SasView / sasview

Code for the SasView application.
BSD 3-Clause "New" or "Revised" License
51 stars 41 forks source link

Polydispersity plot label is inconsistent with what is actually plotted. #2472

Open butlerpd opened 1 year ago

butlerpd commented 1 year ago

Describe the bug As discovered by user Grünewald, the polydispersity plots provided by the SasView GUI, while labeled as "normalized probability," actually plot the normalized weights at each interval. This was verified by @pkienzle and @smk78 as well.

This is related to but not the same as the similar issue in SasView/sasmodels#556. In that case the plot should most likely remain in weights rather than probability. sasview generates its own plot from the same data.

To Reproduce simply fit any data set with polydispersity turned on. This should pop up a polydispersity plot (if not there is another bug). The area under the curve will not be 1 as expected. However, Grünewald found that, at least in his case (sesans data fit to a sphere of radius 39,993 and a log-normal polydispersity; PD=0.139) the sum of the y array is equal to 1.

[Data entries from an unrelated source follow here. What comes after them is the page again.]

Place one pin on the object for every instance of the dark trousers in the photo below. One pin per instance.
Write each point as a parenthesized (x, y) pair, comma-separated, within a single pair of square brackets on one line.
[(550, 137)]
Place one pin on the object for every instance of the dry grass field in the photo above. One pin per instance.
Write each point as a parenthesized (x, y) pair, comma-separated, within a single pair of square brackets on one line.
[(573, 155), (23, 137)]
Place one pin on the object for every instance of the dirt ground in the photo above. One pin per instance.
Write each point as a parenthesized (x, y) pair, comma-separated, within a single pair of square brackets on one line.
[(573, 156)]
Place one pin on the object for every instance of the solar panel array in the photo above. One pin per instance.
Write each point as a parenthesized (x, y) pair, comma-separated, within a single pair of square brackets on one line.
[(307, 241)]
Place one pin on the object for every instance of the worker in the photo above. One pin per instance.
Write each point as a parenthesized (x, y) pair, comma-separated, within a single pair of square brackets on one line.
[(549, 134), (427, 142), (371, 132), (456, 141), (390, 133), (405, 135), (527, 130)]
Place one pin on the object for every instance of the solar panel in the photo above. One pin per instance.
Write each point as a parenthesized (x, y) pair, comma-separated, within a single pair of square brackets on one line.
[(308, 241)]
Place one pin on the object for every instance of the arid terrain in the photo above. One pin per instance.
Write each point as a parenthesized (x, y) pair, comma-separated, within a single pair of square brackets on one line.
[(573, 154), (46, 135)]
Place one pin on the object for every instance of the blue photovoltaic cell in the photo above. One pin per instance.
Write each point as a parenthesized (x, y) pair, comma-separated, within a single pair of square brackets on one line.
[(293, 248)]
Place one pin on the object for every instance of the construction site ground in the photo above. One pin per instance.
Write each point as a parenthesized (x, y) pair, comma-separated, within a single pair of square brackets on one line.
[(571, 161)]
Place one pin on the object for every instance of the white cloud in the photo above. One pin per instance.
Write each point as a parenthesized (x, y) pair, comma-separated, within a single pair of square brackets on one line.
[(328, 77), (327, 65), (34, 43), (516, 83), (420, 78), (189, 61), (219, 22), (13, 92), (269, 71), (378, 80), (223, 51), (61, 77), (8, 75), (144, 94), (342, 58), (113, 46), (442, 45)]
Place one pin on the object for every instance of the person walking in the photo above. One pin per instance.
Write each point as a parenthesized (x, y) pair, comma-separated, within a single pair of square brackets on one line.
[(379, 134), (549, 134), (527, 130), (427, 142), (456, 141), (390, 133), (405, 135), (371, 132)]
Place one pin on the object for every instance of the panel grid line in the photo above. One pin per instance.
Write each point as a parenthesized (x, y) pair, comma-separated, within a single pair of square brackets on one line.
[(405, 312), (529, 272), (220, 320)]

Expected behavior At the least the axis label, documentation and the data should all be consistent. For the purposes of this plot, the right answer is probably to keep the axis label and make sure the plot actually plots the probability instead of the weights. The documentation should be updated as well to make this more clear.

SasView version (please complete the following information):

Operating system (please complete the following information):

Additional context Discussing this with @pkienzle, he provided the following suggestion for achieving the result suggested above:

   # This works for length 2+ in numpy even when [2:] and [:-2] are beyond the ends of the array.
   # Length 1 is not plotted so the code doesn't get here.
   dx = np.hstack((xarr[1]-xarr[0], xarr[2:] - xarr[:-2], xarr[-1] - xarr[-2]))
    y = yarr/dx

The file of interest would be: https://github.com/SasView/sasview/blob/e93db928e885149d8f7b03648a254d9116a7790f/src/sas/qtgui/Perspectives/Fitting/FittingUtilities.py#L625

lucas-wilkins commented 1 year ago

Expected behavior At the least the axis label, documentation and the data should all be consistent. For the purposes of this plot, the right answer is probably to keep the axis label and make sure the plot actually plots the probability instead of the weights. The documentation should be updated as well to make this more clear.

In my opinion, the answer would be to change the line plot, to a ball and stick plot. Then you don't have to reweight them by dx. The polydispersity values as plotted should be as close to the weights used in the calculations, as the only reason you want to see them is to visually check.

It's probably wrong to phrase the difference as one showing the probability and the other showing the weights. More it's the probability of a discrete distribution that coincides with the probability density function of a continuous distribution.

Discussing this with @pkienzle, he provided the following suggestion for achieving the result suggested above...

This is the calculation you'd need to do to weight a probability density, but it won't fix the issues with the plot. The plot can have different x axes (linear, log, etc) independently of the x data so the y axes will need to scale in line with the choice of x axis type.

If you treat it as a discrete probability distribution, and use the more appropriate ball and stick plot, then the scaling of the y axes doesn't matter.

pkienzle commented 1 year ago

The underlying distributions are continuous. The discrete distribution is simply a numerical approximation. Changing the number of points in the approximation does not change the probability of observing a point of radius $R$ in the sample, which is why we should be showing probability rather than weight.

The probability density is determined by how the weights are used in the polydispersity calculation. The transformation from weight to probability needs to apply before any transformation of the x-axis for viewing.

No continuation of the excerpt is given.